New York's wackiest Chinese restaurant is back and better than ever.
Over the last year, Danny Bowien lived through a nightmare that very few chefs have had to endure. At top of his game with one of the most popular restaurants in New York, Bowien was forced to abruptly close his Lower East Side outpost of Mission Chinese Food after a mouse infestation forced the Health Department to drop the hammer. Instead of doing battle with his unwanted neighbors, Bowien, whose first Mission Chinese in his native San Francisco made him a star, abandoned ship and instead focused on Mission Cantina up the block, leaving New Yorkers to wonder if they'd ever taste his Kung Pao Pastrami again.
That question was officially answered last weekend when Bowien—who opened a Mission Chinese pop-up over the summer—opened his new permanent Mission Chinese location at 171 East Broadway in the old Rosette space. By all accounts the 32-year-old chef has not messed with success—waits at the old Mission Chinese often ran longer than two hours--bringing back old favorites like his thrice-cooked bacon and salt cod fried rice—but according to a friend who was there on night two, there are some significant changes, like a wood fire oven that's making...pizzas. Here's their take on the new space, the new menu, and the new beginning.
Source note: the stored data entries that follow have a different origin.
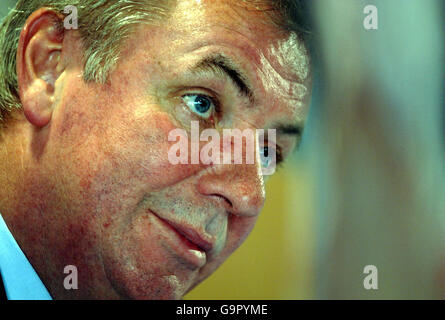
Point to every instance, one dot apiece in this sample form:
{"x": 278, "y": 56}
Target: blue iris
{"x": 199, "y": 104}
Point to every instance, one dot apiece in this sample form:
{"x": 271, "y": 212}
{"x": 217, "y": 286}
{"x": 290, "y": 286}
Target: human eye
{"x": 270, "y": 156}
{"x": 200, "y": 104}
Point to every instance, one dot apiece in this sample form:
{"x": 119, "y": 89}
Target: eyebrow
{"x": 225, "y": 65}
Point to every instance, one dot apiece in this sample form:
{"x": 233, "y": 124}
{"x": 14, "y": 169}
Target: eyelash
{"x": 216, "y": 102}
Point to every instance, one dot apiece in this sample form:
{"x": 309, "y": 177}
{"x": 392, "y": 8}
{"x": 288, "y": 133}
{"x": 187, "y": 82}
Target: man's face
{"x": 134, "y": 224}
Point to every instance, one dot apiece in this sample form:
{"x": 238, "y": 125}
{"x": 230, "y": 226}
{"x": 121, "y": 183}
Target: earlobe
{"x": 37, "y": 104}
{"x": 38, "y": 65}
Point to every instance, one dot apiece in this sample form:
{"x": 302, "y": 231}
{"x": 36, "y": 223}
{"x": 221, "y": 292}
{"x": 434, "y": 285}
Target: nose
{"x": 239, "y": 186}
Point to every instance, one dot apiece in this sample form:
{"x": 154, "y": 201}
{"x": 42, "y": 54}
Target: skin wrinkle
{"x": 102, "y": 178}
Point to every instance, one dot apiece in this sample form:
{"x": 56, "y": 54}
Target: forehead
{"x": 276, "y": 63}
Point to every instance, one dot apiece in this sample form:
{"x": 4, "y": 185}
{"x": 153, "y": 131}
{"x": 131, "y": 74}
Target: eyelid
{"x": 208, "y": 93}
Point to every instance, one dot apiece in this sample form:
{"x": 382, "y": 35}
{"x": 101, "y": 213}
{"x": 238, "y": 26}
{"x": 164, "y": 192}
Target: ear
{"x": 38, "y": 64}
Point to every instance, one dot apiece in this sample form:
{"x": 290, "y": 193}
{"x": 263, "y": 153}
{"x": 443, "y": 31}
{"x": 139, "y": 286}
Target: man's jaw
{"x": 187, "y": 243}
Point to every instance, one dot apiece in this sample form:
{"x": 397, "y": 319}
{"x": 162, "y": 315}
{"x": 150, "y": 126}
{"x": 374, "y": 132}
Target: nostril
{"x": 224, "y": 198}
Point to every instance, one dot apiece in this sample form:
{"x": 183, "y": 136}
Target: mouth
{"x": 187, "y": 243}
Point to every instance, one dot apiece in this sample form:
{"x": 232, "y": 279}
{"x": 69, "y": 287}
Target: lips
{"x": 187, "y": 242}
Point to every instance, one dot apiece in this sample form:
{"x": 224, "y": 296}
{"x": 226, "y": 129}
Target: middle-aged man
{"x": 84, "y": 171}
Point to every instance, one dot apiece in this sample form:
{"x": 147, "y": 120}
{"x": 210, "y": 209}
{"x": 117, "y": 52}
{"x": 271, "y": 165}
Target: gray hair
{"x": 103, "y": 26}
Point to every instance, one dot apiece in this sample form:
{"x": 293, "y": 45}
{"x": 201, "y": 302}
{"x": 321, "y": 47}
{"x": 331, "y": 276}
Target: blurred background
{"x": 366, "y": 186}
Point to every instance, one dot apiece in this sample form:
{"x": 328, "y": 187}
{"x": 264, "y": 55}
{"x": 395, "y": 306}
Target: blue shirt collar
{"x": 19, "y": 277}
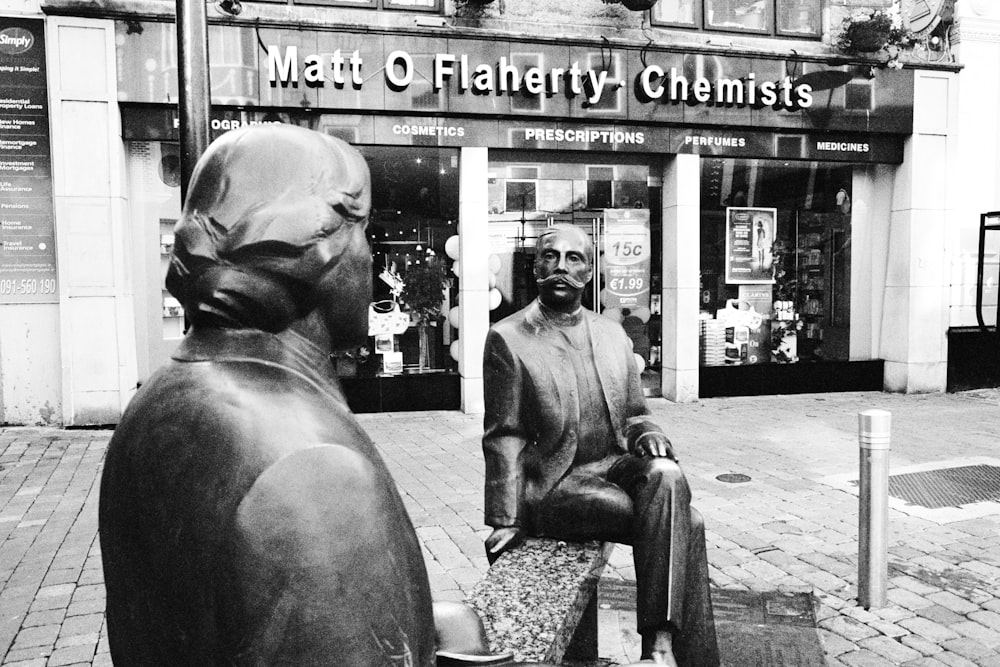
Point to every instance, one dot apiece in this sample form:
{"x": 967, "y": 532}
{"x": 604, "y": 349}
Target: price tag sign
{"x": 27, "y": 233}
{"x": 627, "y": 255}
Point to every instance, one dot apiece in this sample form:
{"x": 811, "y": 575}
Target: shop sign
{"x": 27, "y": 234}
{"x": 145, "y": 122}
{"x": 749, "y": 237}
{"x": 627, "y": 253}
{"x": 464, "y": 76}
{"x": 285, "y": 66}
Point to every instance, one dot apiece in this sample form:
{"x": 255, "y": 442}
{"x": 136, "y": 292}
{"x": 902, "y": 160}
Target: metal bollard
{"x": 873, "y": 507}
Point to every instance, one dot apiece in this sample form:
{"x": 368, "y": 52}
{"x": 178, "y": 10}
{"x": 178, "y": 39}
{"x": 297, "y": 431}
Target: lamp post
{"x": 193, "y": 85}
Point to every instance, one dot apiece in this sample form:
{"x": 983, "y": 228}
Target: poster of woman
{"x": 749, "y": 240}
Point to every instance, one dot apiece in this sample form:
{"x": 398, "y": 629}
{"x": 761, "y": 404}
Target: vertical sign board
{"x": 749, "y": 238}
{"x": 27, "y": 232}
{"x": 627, "y": 254}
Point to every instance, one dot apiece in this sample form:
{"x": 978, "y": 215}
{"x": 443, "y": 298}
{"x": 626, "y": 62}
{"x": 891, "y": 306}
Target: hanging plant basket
{"x": 869, "y": 32}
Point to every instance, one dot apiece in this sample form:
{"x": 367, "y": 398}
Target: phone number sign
{"x": 627, "y": 253}
{"x": 27, "y": 233}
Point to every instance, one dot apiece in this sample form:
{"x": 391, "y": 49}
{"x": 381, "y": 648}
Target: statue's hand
{"x": 654, "y": 444}
{"x": 502, "y": 539}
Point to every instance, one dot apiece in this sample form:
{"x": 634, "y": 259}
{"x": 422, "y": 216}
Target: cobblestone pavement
{"x": 788, "y": 528}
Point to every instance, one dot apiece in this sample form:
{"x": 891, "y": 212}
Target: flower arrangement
{"x": 869, "y": 31}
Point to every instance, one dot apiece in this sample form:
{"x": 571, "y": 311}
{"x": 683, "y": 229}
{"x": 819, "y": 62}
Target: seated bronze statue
{"x": 571, "y": 452}
{"x": 245, "y": 516}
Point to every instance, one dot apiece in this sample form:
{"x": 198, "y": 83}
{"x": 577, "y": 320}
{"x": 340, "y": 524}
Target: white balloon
{"x": 495, "y": 298}
{"x": 452, "y": 246}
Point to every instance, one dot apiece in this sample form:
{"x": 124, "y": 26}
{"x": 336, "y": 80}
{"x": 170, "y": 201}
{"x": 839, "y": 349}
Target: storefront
{"x": 763, "y": 224}
{"x": 773, "y": 152}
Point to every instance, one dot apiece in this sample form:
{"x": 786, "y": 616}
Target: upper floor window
{"x": 787, "y": 18}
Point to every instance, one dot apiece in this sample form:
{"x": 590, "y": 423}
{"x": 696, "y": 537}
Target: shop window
{"x": 600, "y": 187}
{"x": 617, "y": 207}
{"x": 521, "y": 189}
{"x": 775, "y": 262}
{"x": 790, "y": 18}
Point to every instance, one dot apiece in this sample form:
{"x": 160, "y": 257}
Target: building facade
{"x": 773, "y": 212}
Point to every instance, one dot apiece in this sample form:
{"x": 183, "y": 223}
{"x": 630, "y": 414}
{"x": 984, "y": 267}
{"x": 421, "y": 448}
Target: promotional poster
{"x": 749, "y": 239}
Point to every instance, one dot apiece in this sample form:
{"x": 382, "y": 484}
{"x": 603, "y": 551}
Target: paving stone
{"x": 929, "y": 629}
{"x": 989, "y": 618}
{"x": 913, "y": 585}
{"x": 941, "y": 615}
{"x": 890, "y": 649}
{"x": 42, "y": 635}
{"x": 864, "y": 658}
{"x": 888, "y": 629}
{"x": 926, "y": 647}
{"x": 892, "y": 613}
{"x": 953, "y": 602}
{"x": 967, "y": 648}
{"x": 71, "y": 655}
{"x": 980, "y": 633}
{"x": 848, "y": 628}
{"x": 834, "y": 644}
{"x": 907, "y": 599}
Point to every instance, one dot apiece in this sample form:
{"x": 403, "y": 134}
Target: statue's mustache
{"x": 564, "y": 278}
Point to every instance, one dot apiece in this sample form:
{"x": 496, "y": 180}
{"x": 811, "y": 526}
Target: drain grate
{"x": 947, "y": 487}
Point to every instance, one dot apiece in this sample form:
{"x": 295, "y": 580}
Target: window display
{"x": 617, "y": 205}
{"x": 775, "y": 262}
{"x": 414, "y": 212}
{"x": 790, "y": 18}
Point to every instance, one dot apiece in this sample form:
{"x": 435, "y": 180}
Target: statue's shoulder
{"x": 603, "y": 324}
{"x": 515, "y": 326}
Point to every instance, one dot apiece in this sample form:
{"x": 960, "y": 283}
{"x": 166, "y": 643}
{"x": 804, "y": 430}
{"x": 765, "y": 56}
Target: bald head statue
{"x": 273, "y": 235}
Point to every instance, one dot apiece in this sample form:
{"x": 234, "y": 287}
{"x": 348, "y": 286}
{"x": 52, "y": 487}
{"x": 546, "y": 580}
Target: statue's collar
{"x": 286, "y": 349}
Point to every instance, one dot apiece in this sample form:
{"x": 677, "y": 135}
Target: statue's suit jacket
{"x": 532, "y": 408}
{"x": 246, "y": 519}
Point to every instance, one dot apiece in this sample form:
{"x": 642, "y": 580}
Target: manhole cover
{"x": 947, "y": 487}
{"x": 733, "y": 478}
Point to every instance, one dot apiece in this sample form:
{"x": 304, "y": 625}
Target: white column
{"x": 914, "y": 339}
{"x": 97, "y": 336}
{"x": 473, "y": 262}
{"x": 979, "y": 163}
{"x": 681, "y": 239}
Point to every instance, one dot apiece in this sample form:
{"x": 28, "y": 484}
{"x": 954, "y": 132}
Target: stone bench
{"x": 539, "y": 600}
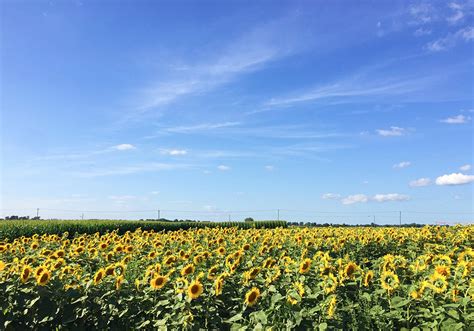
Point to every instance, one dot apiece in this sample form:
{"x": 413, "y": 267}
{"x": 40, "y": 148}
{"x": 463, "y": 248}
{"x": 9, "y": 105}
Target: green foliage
{"x": 18, "y": 228}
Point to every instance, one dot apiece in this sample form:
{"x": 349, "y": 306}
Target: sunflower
{"x": 218, "y": 284}
{"x": 438, "y": 283}
{"x": 110, "y": 270}
{"x": 212, "y": 272}
{"x": 195, "y": 289}
{"x": 180, "y": 285}
{"x": 43, "y": 278}
{"x": 25, "y": 273}
{"x": 300, "y": 288}
{"x": 442, "y": 270}
{"x": 99, "y": 275}
{"x": 187, "y": 270}
{"x": 389, "y": 281}
{"x": 119, "y": 281}
{"x": 332, "y": 307}
{"x": 330, "y": 283}
{"x": 305, "y": 266}
{"x": 292, "y": 300}
{"x": 158, "y": 282}
{"x": 252, "y": 296}
{"x": 350, "y": 270}
{"x": 368, "y": 278}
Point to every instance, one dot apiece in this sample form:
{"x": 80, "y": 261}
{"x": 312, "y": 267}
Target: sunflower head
{"x": 44, "y": 277}
{"x": 252, "y": 296}
{"x": 305, "y": 266}
{"x": 158, "y": 282}
{"x": 195, "y": 289}
{"x": 187, "y": 270}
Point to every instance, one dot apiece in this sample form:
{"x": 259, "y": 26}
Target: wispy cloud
{"x": 458, "y": 119}
{"x": 401, "y": 165}
{"x": 390, "y": 197}
{"x": 132, "y": 169}
{"x": 465, "y": 34}
{"x": 394, "y": 131}
{"x": 356, "y": 198}
{"x": 420, "y": 182}
{"x": 124, "y": 147}
{"x": 454, "y": 179}
{"x": 349, "y": 89}
{"x": 248, "y": 53}
{"x": 331, "y": 196}
{"x": 362, "y": 198}
{"x": 174, "y": 152}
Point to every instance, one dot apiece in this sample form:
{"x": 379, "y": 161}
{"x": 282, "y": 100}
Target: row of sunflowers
{"x": 229, "y": 278}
How is this different from the old mission chinese (assuming you've been there)? I can't speak to the difference between the old nyc Mission Chinese because I never made it there but in comparison to the San Fran Mission Chinese it's definitely elevated. From what I know of the previous NYC Mission Chinese (from what my BF has told me) this one is fancier and probably three times the size. Plus there's a new and killer cocktail menu.
Does the restaurant seem fancier than before? From what I know yes. The menu has expanded a bit. All the old favorites are there but with some new additions. Market Price gems like 6 crab legs for 32$ and a pizza which I'm guessing is made in the wood burning pizza oven in the front kitchen that is open to the front bar.
Is this still the same Mission Chinese everyone knows and loves or is it different? I would say it's had a pimp my ride-like transformation. It still has the soul you know and love but now you can indulge in a mind blowing high-end cocktail while sitting in a stunning space with exposed original brick arches that look down onto a lower level bar with a silver emergency room blanket wall installation that crawls up the ceiling. The juxtaposition of high-end and straight up is there and the hipster grit is gone.
How big is it? Did you have to wait long for a table? We had a happy accident noticing that the Mission Chinese instagram had posted the reopening the previous night. We were in the area and walked by at 5:20pm and there was a small line of about 10 people waiting for the restaurant to open it's doors for 5:30pm. At just after 5:30pm they opened the doors and sat us all right away. When we were leaving there was a collection of people waiting in the front bar for tables.
The space is made up of a front bar area that has a middle patrician and lots of stools as well as a small front sitting area. The main dining space probably seats 50 or 60 people. There is also a downstairs bar with stools and plenty of standing area that looks like it would be full with 40 people. I happened to notice a sign when we first entered that said maximum capacity 150 patrons.
How would you describe the atmosphere? Old New York high-end Chinese restaurant with a smear of Brooklyn nostalgia and and a dash of contemporary art quirk. Spectacular lighting. The level of light is exactly right and the hue is warm without a distorted sway of too much red, magenta or yellow. Most of the fixtures were small brass and minimal geometric forms. The table cloths on the middle round table and the cloth napkins throughout the restaurant are China Chalet pink, that baby pink that is iconic Chinese restaurant. Some of the staff had aprons in that same light pink. The music was good, not great, and could have been louder. It weaved in and out from Fleetwood Mac's Gypsy to O.T Genasis' CoCo (I shit you not that transition occurred).
What were some of the new/standout dishes? The pizza. We didn't order it but our dining neighbor did. It's personal sized and I'm pretty sure it was made in the front room wood burring oven. The menu can be found here. Danny Bowien brought the pizza out himself and said that "They were really proud" of that dish in particular.